Pace, size of corn and soybean crop in Iowa, Midwest strains storage capacity

CHICAGO — Farmers are harvesting what are among the largest corn and soybean crops in history at the fastest pace in years, given their physical capabilities and grain storage capacity.

The massive influx of crops in Midwestern states, including Iowa, is testing growers already struggling with grain prices near four-year lows, stiff competition for global export sales and agricultural incomes which are down 23% from the all-time high of just two years ago.

Many farmers in the Midwest still have grain stored from 2023, after they refused to sell a record corn crop due to low prices. Now, dry weather is speeding up this year’s harvests and forcing grain handlers in some areas to store corn outside instead of in storage bins.

Corn is stacked in an Iowa grain elevator. A bumper crop and an early harvest are straining storage facilities.Corn is stacked in an Iowa grain elevator. A bumper crop and an early harvest are straining storage facilities.

Corn is stacked in an Iowa grain elevator. A bumper crop and an early harvest are straining storage facilities.

“It’s been fast and furious,” Brent Johnson, a corn and soybean farmer in Ashland, Ill., said of the crop.

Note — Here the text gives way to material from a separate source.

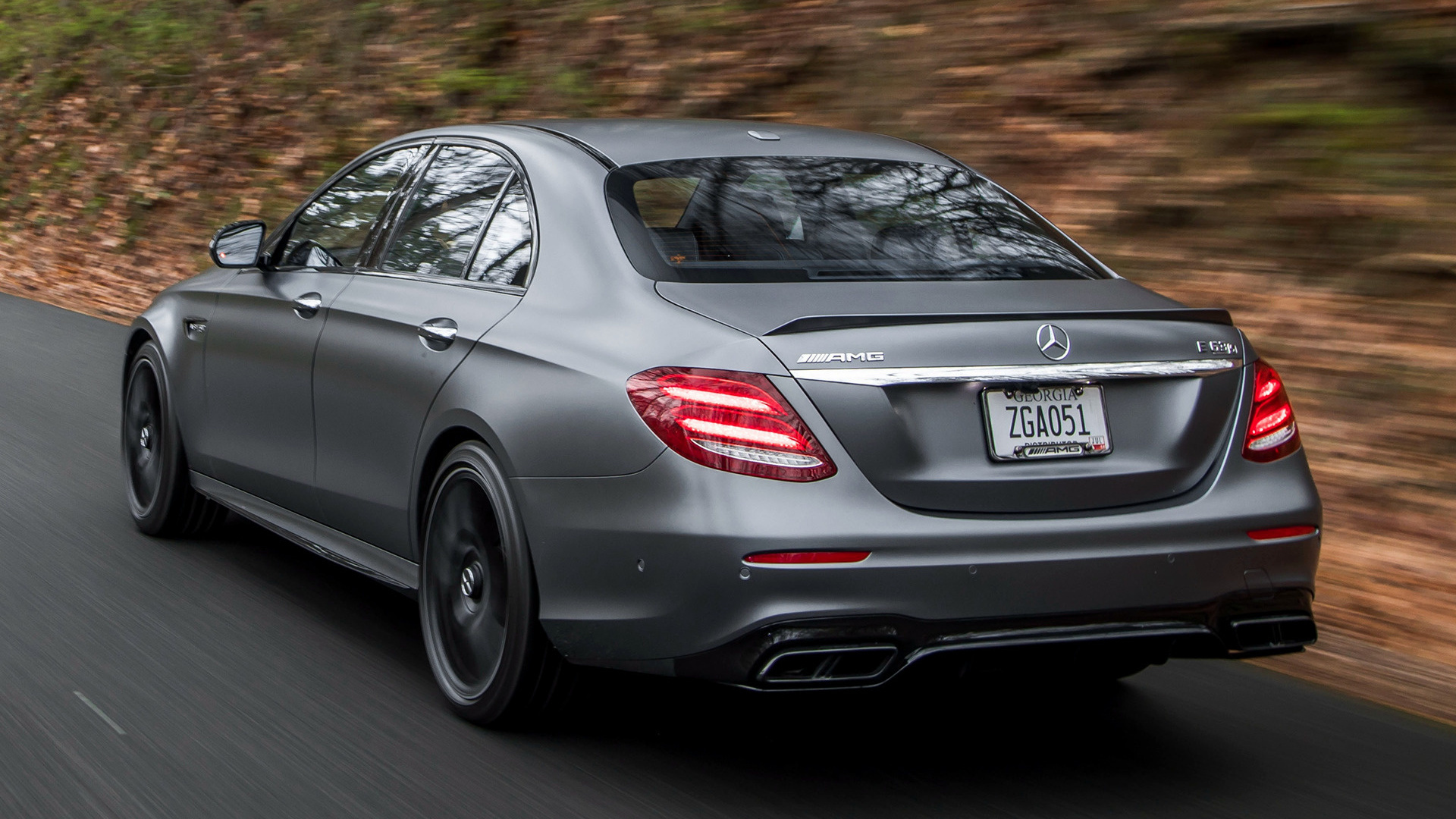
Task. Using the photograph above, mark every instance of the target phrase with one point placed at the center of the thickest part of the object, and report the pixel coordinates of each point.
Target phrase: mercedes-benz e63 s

Weeks of warm, dry weather in the Corn Belt this fall accelerated crop maturity and allowed combinations to continue rolling. As a result, farmers harvested 47 percent of the nation’s second-largest corn crop in history on Oct. 13, beating the five-year average of 39 percent, according to U.S. data.

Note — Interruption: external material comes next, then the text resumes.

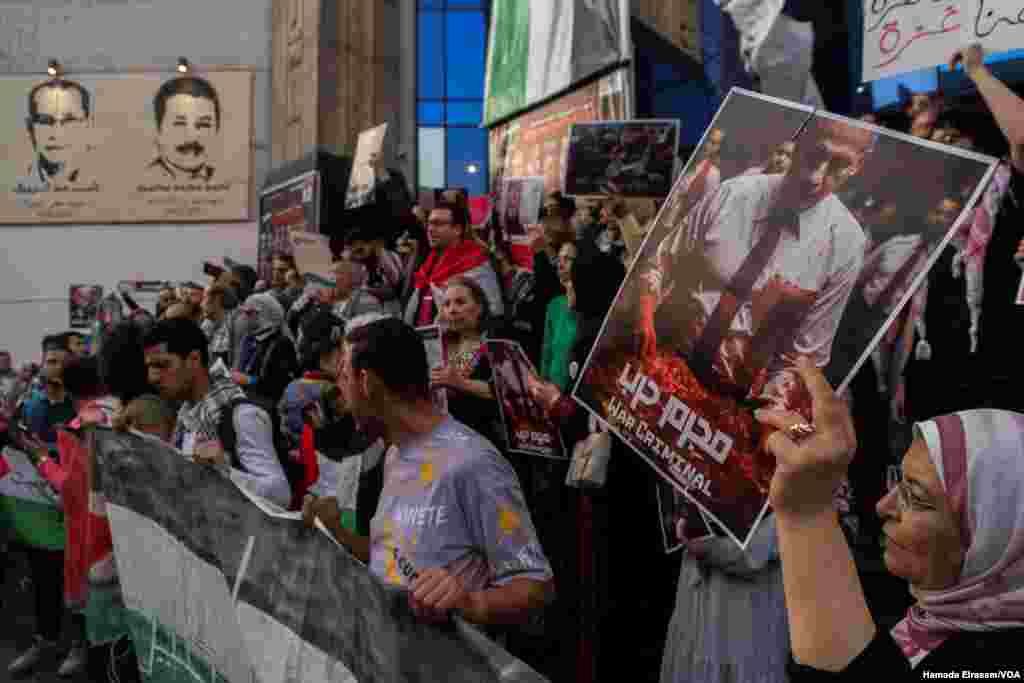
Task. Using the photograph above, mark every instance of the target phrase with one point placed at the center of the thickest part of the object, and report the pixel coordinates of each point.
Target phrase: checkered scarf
(202, 418)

As of Oct. 13, harvest of the record soybean crop was 67 percent complete, the fastest pace since 2012, when a severe drought limited production.

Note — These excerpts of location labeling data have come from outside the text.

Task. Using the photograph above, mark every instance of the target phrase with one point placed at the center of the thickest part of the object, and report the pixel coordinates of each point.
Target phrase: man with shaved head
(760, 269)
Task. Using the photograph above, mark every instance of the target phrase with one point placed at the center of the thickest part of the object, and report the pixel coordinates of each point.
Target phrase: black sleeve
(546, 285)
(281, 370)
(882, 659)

Jeff O’Connor, who grows corn and soybeans near Kankakee, Illinois, said his employees only had a couple of half-days off last month because of the fast harvest.

“My people and team would like a break,” he said.

As the soybean harvest ends, farmers switch to corn, which typically yields more than three times as much grain per acre as soybeans. At some elevators in the Midwest, the flow of corn from the fields has been filling storage, causing long lines of trucks waiting to dump their loads.

Iowa farmer says his corn is adding to giant pile at ethanol plant

In Shell Rock, northeast Iowa, ethanol producer POET is storing corn on the ground, local farmer Caleb Hamer said, adding that he dumped some of his crop into a pile that it appeared to contain 1.5 million bushels.

“We’re harvesting a crop too fast for our storage infrastructure. That’s the biggest thing,” said Chad Henderson, founder of Wisconsin-based Prime Agricultural Consultants.

Fast harvesting and localized storage force farmers to consider selling some crops for less than they cost to produce. However, corn futures prices indicate that they should hold the grain for a few months, if possible.

At the Chicago Board of Trade, benchmark December corn futures were trading at a discount of about 22 cents to the May 2025 contract. That means farmers could make 22 cents a bushel selling their wheat of moro for delivery postponed to May.

Still, growers shouldn’t store their crop without booking a sale and risk a deeper market downturn, CoBank economist Tanner Ehmke said.

Chris Gibbs, who grows corn and soybeans in Ohio, said that for the first time in 48 years of farming, he has not made an advance agreement to sell his fall crops.

“My marketing plan is to keep my head down and wait for an opportunity to come along, which is a very poor plan,” Gibbs said.